Im Rennen um die Kontrolle des Surfverhaltens der User haben die grossen KI-Player ihre eigenen Browser aufs Spielfeld geschickt. Neben Comet von Perplexity und Googles Chrome mit integriertem Sprachmodell Google Gemini hat nun auch der ChatGPT-Entwickler OpenAI mit Atlas einen KI-Browser lanciert.


Diese Browser zeichnen sich dadurch aus, dass ein Sprachmodell (ChatGPT, Gemini etc.) fix integriert ist und sie zugleich agentische Aufgaben übernehmen können — also nicht nur auf Fragen antworten, sondern Handlungen selbsttätig ausführen («agentisch»).


Beispiele:

  • Texte und Artikel automatisch zusammenfassen – direkt auf der jeweiligen Webseite.

  • YouTube-Videos analysieren und zusammenfassen, ohne sie vollständig ansehen zu müssen.

  • Offene Tabs automatisch sortieren, gruppieren oder schliessen, wenn sie thematisch zusammengehören.

  • Fragen direkt auf Webseiten beantworten, etwa zu Begriffen, Zahlen oder Quellen.

  • Produkte vergleichen und Preisempfehlungen beim Online-Shopping anzeigen.

  • Informationen aus mehreren Quellen/offenen Browserfenstern bündeln und übersichtlich zusammenstellen.

  • E-Mails, Kalender und Dokumente verknüpfen – z. B. über Google Mail, Google Drive oder Google Kalender.

  • Termine, Aufgaben und Notizen automatisch erkennen und vorschlagen.

  • Texte schreiben, umformulieren oder übersetzen, direkt im Browser.

  • Kontext über mehrere Sitzungen hinweg speichern, um laufende Recherchen fortzusetzen.

  • Einfachere Aufgaben auf verbundenen Plattformen übernehmen, wenn der Nutzer eingeloggt und die Verbindung erlaubt ist – etwa Online-Formulare ausfüllen oder einfache Buchungsschritte ausführen.


Hier ausprobieren (bitte keine ):

  • Atlas (aktuell nur für MacOS verfügbar)

  • Perplexity

  • Chrome (Gemini in der Schweiz noch nicht integriert, Stand 27.10.2025)



Unsere Meinung

Mit der Veröffentlichung von KI-Browsern verschiebt sich der Wettkampf zwischen den KI-Anbietern: Es geht längst nicht mehr nur um Chatbots oder Suchmaschinen. Jetzt geht es um die Vorherrschaft über den Browser – das Tor, durch das wir alle ins Internet treten.

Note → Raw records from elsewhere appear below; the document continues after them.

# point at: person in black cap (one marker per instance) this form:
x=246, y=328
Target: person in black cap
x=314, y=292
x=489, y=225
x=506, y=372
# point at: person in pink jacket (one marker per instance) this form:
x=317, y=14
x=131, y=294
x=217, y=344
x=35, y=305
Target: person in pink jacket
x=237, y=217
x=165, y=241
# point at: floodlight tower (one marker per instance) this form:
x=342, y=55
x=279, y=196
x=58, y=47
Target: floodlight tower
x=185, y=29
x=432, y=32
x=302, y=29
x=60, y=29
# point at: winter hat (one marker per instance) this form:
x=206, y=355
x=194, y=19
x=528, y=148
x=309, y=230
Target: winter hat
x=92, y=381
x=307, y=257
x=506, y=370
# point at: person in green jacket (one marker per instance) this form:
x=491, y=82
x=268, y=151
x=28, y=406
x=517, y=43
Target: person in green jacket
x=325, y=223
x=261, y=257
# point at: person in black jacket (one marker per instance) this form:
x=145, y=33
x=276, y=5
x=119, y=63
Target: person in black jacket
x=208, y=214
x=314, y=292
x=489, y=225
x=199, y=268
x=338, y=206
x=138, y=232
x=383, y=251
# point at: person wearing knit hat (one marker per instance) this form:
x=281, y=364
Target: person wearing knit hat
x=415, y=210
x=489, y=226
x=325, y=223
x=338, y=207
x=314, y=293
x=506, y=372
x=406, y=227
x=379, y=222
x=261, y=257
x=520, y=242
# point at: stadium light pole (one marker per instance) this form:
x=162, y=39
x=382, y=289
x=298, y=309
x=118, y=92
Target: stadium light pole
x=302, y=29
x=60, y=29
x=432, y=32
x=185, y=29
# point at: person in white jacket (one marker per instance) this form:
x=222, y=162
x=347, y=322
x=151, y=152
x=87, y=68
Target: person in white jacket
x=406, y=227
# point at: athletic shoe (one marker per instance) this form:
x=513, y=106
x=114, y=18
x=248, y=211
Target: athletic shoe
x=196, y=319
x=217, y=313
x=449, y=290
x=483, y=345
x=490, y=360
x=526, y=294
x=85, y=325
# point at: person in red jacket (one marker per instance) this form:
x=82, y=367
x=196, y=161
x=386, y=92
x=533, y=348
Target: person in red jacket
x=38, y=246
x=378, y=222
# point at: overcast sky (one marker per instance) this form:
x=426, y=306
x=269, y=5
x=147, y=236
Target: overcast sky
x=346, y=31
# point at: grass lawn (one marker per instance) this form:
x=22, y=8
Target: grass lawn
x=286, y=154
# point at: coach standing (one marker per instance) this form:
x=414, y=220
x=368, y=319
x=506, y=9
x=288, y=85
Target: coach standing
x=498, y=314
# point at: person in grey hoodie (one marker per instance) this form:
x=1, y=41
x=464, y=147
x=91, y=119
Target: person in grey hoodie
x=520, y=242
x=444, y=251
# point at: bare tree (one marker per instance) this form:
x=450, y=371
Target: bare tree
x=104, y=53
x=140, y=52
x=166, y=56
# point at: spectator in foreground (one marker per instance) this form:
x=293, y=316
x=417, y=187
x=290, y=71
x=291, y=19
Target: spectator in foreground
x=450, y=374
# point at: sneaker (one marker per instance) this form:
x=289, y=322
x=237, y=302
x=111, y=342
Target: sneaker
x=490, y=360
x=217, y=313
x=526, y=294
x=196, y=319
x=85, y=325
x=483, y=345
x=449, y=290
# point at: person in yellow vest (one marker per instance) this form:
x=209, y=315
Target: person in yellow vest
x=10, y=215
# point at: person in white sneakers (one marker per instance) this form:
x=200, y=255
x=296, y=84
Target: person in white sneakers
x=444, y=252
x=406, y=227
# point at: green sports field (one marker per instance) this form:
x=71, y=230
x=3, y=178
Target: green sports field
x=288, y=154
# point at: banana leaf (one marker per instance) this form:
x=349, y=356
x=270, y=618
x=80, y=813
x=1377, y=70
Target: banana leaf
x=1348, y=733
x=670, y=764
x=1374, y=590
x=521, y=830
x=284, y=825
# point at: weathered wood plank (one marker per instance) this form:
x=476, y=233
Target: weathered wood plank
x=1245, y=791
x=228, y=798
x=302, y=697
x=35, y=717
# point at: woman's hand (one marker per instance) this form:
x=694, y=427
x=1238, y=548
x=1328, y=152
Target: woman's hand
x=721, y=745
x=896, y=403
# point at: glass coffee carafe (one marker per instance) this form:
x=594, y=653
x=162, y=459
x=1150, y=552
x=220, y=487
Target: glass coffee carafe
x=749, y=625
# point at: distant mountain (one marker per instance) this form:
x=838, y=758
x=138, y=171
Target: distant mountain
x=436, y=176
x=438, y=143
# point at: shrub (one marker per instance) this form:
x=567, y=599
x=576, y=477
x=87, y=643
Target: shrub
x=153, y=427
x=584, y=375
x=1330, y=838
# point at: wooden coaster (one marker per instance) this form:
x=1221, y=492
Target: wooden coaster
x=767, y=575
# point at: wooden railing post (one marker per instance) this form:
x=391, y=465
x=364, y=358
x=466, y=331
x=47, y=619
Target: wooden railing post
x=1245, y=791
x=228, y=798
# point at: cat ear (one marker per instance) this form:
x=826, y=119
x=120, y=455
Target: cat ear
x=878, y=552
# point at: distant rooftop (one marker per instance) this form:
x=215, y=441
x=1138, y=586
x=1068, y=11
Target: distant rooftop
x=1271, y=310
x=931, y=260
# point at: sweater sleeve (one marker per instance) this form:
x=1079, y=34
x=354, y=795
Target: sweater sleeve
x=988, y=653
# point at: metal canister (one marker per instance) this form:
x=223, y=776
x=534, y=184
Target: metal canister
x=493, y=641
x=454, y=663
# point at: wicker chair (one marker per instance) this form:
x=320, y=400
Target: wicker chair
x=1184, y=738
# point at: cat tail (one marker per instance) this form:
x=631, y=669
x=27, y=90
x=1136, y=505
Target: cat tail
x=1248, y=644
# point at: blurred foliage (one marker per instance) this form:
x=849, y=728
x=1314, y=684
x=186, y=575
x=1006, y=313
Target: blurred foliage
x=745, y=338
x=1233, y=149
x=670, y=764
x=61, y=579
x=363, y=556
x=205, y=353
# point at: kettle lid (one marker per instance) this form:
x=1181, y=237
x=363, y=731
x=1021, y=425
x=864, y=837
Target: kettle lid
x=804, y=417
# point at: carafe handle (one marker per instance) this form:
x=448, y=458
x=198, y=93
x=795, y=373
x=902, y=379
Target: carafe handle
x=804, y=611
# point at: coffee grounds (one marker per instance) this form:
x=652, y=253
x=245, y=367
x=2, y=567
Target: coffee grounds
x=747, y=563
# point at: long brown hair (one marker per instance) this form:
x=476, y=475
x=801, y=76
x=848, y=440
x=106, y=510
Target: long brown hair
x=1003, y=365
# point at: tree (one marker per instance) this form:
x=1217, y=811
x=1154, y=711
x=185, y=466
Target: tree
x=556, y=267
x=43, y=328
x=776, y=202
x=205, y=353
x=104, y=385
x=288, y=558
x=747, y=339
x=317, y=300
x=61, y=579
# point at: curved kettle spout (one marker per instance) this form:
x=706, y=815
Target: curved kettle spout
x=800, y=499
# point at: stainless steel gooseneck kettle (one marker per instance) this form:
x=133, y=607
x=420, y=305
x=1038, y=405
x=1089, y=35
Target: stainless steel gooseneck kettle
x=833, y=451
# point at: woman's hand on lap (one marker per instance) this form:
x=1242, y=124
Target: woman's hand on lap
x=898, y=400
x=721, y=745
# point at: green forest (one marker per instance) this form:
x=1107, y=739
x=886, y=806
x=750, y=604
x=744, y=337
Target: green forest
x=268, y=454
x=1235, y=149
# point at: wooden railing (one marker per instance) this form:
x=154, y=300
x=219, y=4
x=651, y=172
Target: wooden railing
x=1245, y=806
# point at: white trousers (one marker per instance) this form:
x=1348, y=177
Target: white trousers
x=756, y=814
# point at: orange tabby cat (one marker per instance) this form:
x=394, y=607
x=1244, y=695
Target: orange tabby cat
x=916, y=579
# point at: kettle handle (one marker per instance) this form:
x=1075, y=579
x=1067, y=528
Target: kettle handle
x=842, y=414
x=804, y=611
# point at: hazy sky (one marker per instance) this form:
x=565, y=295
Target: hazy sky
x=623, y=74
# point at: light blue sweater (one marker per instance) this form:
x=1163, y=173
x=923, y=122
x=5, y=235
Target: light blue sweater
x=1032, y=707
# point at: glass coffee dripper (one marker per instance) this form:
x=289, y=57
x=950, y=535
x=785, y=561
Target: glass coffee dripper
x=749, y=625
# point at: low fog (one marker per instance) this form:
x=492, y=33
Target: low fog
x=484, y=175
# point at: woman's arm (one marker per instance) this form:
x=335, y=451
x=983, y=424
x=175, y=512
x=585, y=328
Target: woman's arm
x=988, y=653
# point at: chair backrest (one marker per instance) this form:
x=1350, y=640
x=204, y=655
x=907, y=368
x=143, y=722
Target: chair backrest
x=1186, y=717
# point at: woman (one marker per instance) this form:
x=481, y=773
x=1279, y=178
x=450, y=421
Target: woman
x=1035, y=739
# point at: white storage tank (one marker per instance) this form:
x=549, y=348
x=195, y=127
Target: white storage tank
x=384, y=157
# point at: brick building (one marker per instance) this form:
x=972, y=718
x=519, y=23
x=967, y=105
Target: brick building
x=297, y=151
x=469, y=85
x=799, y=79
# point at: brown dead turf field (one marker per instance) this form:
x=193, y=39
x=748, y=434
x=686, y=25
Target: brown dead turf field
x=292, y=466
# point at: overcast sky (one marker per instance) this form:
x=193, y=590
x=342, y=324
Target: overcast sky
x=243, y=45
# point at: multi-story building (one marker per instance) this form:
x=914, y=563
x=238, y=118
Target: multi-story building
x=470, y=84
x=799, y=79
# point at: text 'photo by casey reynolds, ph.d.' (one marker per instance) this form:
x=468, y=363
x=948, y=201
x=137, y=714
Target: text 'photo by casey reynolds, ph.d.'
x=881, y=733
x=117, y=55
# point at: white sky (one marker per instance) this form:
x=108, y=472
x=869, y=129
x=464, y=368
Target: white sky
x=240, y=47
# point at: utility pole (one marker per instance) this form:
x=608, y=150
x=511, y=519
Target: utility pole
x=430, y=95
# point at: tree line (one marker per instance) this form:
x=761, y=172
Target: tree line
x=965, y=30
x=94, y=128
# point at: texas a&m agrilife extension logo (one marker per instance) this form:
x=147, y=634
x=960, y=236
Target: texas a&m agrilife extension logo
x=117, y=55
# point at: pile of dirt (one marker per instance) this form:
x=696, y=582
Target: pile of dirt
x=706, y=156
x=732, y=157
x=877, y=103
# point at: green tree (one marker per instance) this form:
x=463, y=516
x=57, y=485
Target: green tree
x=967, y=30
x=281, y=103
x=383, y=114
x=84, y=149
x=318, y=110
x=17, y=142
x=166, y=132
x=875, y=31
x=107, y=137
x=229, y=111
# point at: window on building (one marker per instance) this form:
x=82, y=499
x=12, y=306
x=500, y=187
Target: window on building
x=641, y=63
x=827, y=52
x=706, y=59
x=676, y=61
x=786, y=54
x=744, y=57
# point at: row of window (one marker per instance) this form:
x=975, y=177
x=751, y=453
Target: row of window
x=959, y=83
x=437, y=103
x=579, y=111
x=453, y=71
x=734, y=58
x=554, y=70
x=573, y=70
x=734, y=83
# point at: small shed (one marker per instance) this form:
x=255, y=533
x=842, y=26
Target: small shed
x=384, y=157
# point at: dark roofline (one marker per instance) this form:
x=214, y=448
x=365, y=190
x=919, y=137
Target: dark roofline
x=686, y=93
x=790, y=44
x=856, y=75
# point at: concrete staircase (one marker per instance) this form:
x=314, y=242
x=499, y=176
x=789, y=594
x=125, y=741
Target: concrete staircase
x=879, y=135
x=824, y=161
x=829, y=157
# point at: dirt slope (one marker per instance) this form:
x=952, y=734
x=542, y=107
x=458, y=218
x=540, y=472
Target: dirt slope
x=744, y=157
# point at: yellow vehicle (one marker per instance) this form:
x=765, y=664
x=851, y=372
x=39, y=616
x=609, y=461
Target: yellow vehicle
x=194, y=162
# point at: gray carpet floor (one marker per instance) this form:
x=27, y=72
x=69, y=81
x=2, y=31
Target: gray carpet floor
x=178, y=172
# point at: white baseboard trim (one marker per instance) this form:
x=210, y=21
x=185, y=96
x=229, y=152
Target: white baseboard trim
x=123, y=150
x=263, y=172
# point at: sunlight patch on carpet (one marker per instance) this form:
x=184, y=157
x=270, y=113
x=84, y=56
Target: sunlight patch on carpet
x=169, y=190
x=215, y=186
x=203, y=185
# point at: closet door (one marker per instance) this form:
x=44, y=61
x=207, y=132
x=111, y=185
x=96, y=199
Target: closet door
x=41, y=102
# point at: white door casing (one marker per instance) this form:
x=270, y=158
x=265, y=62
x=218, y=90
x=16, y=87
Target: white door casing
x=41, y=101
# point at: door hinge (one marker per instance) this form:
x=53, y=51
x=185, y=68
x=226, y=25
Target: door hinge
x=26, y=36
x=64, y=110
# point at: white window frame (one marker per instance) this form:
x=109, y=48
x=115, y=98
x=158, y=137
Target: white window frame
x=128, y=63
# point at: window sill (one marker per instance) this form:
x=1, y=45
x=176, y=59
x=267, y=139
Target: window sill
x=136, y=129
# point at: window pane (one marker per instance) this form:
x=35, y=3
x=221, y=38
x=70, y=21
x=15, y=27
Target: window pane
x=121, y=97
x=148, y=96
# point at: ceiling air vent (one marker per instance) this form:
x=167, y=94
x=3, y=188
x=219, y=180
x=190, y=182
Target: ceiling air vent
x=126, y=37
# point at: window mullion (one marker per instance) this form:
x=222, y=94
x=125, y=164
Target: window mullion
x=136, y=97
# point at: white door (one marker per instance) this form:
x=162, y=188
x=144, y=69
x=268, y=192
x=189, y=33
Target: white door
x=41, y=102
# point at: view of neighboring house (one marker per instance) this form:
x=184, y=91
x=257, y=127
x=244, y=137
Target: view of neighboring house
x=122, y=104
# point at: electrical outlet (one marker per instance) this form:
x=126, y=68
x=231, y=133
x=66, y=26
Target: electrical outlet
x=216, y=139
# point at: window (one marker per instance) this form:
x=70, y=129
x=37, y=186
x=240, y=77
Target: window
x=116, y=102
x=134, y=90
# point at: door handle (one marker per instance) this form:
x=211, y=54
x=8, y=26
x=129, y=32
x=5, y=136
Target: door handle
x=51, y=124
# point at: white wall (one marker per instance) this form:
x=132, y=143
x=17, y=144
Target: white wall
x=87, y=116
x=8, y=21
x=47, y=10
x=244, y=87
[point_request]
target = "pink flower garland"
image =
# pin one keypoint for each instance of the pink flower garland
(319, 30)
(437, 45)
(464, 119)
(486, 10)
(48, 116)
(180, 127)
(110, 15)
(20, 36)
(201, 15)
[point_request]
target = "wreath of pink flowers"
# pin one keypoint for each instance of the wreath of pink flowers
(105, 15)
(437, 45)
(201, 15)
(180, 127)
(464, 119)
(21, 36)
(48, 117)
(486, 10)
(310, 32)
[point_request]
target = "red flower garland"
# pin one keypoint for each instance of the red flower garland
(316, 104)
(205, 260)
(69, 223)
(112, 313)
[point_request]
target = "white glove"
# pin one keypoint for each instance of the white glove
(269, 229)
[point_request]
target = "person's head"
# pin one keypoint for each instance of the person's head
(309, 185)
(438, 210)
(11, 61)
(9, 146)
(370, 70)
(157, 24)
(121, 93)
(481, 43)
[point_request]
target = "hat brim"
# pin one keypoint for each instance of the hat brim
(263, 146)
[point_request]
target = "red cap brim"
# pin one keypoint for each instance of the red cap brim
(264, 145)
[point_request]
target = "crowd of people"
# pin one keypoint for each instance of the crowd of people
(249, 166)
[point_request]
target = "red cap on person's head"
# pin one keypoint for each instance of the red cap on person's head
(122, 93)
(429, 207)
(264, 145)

Aktuell dominiert Google Chrome mit einer Verbreitung von über 70% den Markt. Die Chancen stehen jedoch gut, dass dank der KI-Browser die Karten neu gemischt werden. Es wird sich zeigen, welche Verbundenheit der User grösser ist – diejenige zum Browser oder diejenige zum Sprachmodell. Wird ein ChatGPT-Nutzer zu Google Gemini wechseln, nur damit er weiterhin mit Chrome im Internet surfen kann, oder wird er den Browser wechseln, damit er weiterhin ChatGPT nutzen kann. Fakt ist: Wer den Standard-Browser eines Nutzers kontrolliert – ob auf dem Smartphone oder Desktop – kontrolliert im Grunde dessen gesamtes Online-Verhalten. Mit KI noch viel mehr als ohne.

 

Diese Entwicklung ist faszinierend – und zugleich hochproblematisch. Ein KI-Browser weiss sehr viel mehr über uns als ein herkömmlicher: Logindaten, Chat-Verläufe, Interessen, Kontakte. Um personalisierte Ergebnisse liefern zu können, muss er tief in unsere digitale Identität eintauchen. Atlas verfügt gar über ein Gedächtnis, das das Surfverhalten des Users minuziös speichern kann. Damit wächst nicht nur der Komfort, sondern auch die Abhängigkeit – und das Risiko.

 

Gleichzeitig steigt die Gefahr von Manipulation und Missbrauch. Erste Tests zeigten, dass KI-Browser über versteckte Anweisungen in Websites oder Kommentaren (so genannten Prompt Injections) getäuscht werden können (siehe Video unten). Ein Text (z. B. auf einer Webseite, in einer E-Mail oder in einem Dokument) enthält versteckte Anweisungen, die ein KI-System beim Lesen missversteht als legitimen Befehl – und dann Dinge tut, die gar nicht vom eigentlichen Nutzer kommen. Das zeigt, wie leicht ein KI-Browser fremdgesteuert werden kann, wenn er nicht mehr zwischen legitimen Befehlen und Angriffen unterscheidet.

 

Wo all diese Daten landen, ist ebenso unklar. Die grossen KI-Firmen hosten ihre Server in den USA – europäische oder Schweizer Nutzer haben kaum Kontrolle darüber. Der KI-Browser mag technologisch mächtig sein – datenschutzrechtlich und sicherheitstechnisch bleibt er ein Risiko. Jeder muss selbst entscheiden, wie viel Kontrolle er abgeben will – und wem.